We allow children to make irreversible decisions about their lives all the time, ideally with the guidance and support of the communities that care for them. Sometimes they regret those decisions. The stakes vary, but they are real. So what are we saying, really, when we worry that a child will regret this particular decision, the decision to transition? And how is it different, really, from the decision I made to quit competitive swimming? (https://www.nytimes.com/2023/12/01/opinion/politics/life-without-regret.html)

Lydia admits that many people will see the comparison as absurd, but she wants to challenge this instinct and insists that the comparison is genuine.  The issue here is not one of argumentation or her reasoning process.  Instead, it is much more fundamental.  Lydia’s error is an error of basic understanding. 

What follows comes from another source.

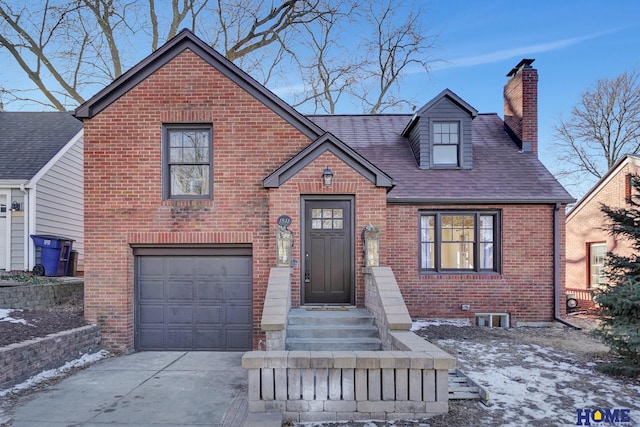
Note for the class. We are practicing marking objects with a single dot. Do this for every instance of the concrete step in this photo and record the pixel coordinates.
(333, 317)
(314, 331)
(334, 344)
(332, 329)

In older Catholic thought, there were several different types of virtues.  Chiefly there were the three theological virtues: faith, hope, and charity.  There were the four moral or cardinal virtues: prudence, justice, fortitude, and temperance.  These two sets of virtues are still talked about often.  But there remains a third type of virtue, the intellectual virtues.  The intellectual virtues enable one to think and reason properly.  They are as follows: understanding, science, wisdom, art, and prudence.  The first three, understanding, science, and art, are virtues of the speculative intellect.  They help us know things well and make reasoned deductions from what we know to increase our knowledge.  The last two, art and prudence, are virtues of the practical intellect, they help us apply our knowledge to making and doing things. 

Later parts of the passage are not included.